7. The wind power converter current optimization method based on model predictive control according to claim 1, characterized in that, Fuzzy inference is performed based on the system state vector to obtain an adaptive weight factor vector, including: Extract the normalized voltage magnitude and voltage imbalance from the system state vector; The membership degree of the extracted normalized voltage amplitude and voltage imbalance is calculated to obtain the voltage amplitude membership vector and the imbalance membership vector. Based on the fuzzy rule set and the output membership function, fuzzy reasoning and output aggregation are performed on the voltage amplitude membership vector and the unbalance membership vector to obtain the aggregated fuzzy output set of the d-axis weight, the aggregated fuzzy output set of the q-axis weight, and the aggregated fuzzy output set of the switching loss weight.
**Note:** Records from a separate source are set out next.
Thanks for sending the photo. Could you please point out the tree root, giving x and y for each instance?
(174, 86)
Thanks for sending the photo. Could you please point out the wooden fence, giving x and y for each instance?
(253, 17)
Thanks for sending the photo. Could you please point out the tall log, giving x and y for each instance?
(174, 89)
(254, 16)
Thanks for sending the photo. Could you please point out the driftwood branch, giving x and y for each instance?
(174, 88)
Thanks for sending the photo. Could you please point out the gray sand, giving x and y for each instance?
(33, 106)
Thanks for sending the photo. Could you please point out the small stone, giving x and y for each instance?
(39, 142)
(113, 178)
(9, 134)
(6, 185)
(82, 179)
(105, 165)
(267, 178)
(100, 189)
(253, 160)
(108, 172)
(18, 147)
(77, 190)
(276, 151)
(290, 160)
The aggregated fuzzy output sets of the d-axis weights, the aggregated fuzzy output sets of the q-axis weights, and the aggregated fuzzy output sets of the switching loss weights are defuzzified to obtain the adaptive weight factor vector.

8. The wind power converter current optimization method based on model predictive control according to claim 1, characterized in that, Based on the current dq-axis current, the current dq-axis voltage, and the current switching state, future current states are predicted to obtain a set of all predicted currents, including: Based on the current dq-axis current, the current dq-axis voltage, and the current switching state, for each possible switching state, the discretized converter mathematical model is used to predict the dq-axis current at the next moment, so as to obtain the set of all predicted currents.
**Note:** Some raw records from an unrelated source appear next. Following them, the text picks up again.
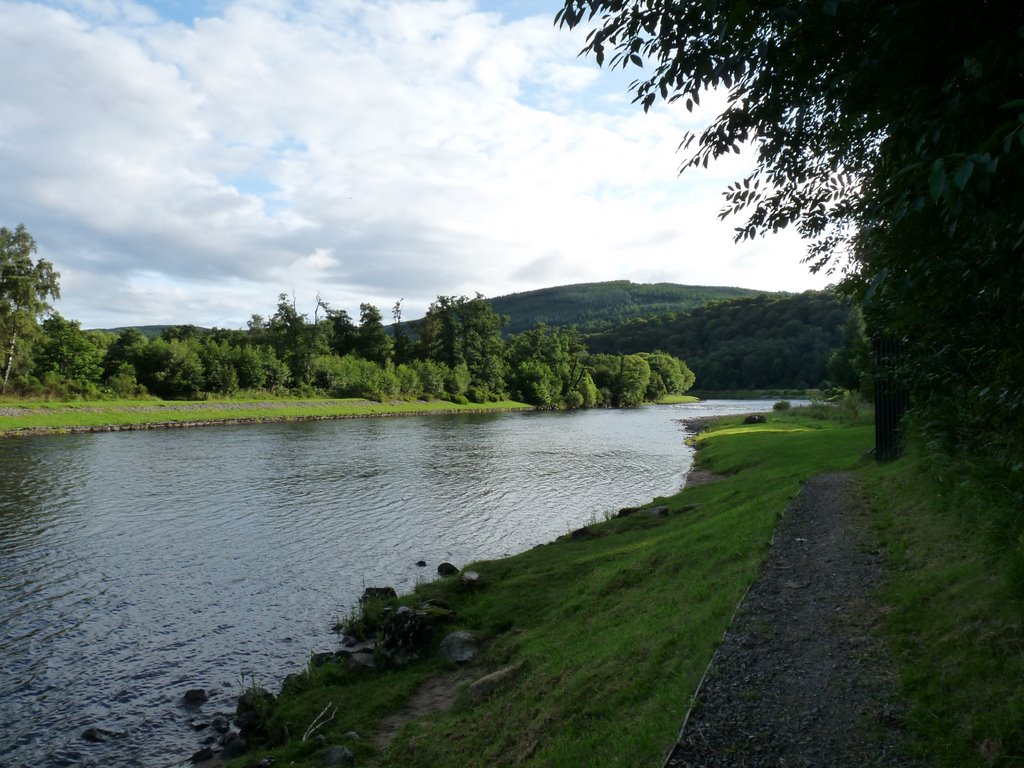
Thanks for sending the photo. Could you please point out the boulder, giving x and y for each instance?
(361, 660)
(446, 568)
(337, 756)
(487, 686)
(460, 646)
(378, 593)
(97, 735)
(195, 696)
(231, 745)
(581, 534)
9. The wind power converter current optimization method based on model predictive control according to claim 1, characterized in that, Based on the final dq-axis current reference, the adaptive weighting factor vector, and the current switching state, an adaptive cost function is evaluated and the optimal vector is selected for the set of all predicted currents to obtain the optimal switching state, including: Based on the final dq-axis current reference and the current switching state, performance indicators are calculated for the set of all predicted currents to obtain the d-axis current tracking error set, the q-axis current tracking error set, and the switching number variation set. Based on the adaptive weight factor vector, the total cost aggregation based on adaptive weight is performed on the d-axis current tracking error set, the q-axis current tracking error set, and the switching number change set to obtain the total cost set of all candidate vectors; Optimal switching state decision is made on the total value set of all candidate vectors to obtain the optimal switching state.

10. A wind power converter current optimization system based on model predictive control, characterized in that, The model predictive control-based wind power converter current optimization system includes: The system state vector construction module is used to construct a system state vector based on the instantaneous values ​​of the three-phase voltage and the instantaneous values ​​of the three-phase converter current in the power grid connected to the wind power converter. The system state vector includes normalized voltage amplitude, voltage imbalance, frequency deviation, and dq-axis current. The current reference dynamic estimation module is used to perform grid-guided dynamic estimation of the external d-axis current reference and the external q-axis current reference based on the system state vector, so as to obtain the final dq-axis current reference. The fuzzy inference module is used to perform fuzzy inference based on the system state vector to obtain an adaptive weight factor vector; The future current state prediction module is used to predict the future current state based on the current dq-axis current, the current dq-axis voltage, and the current switching state, so as to obtain a set of all predicted currents. The optimal vector selection module is used to perform adaptive cost function evaluation and optimal vector selection on the set of all predicted currents based on the final dq-axis current reference, adaptive weight factor vector, and the current switching state, so as to obtain the optimal switching state.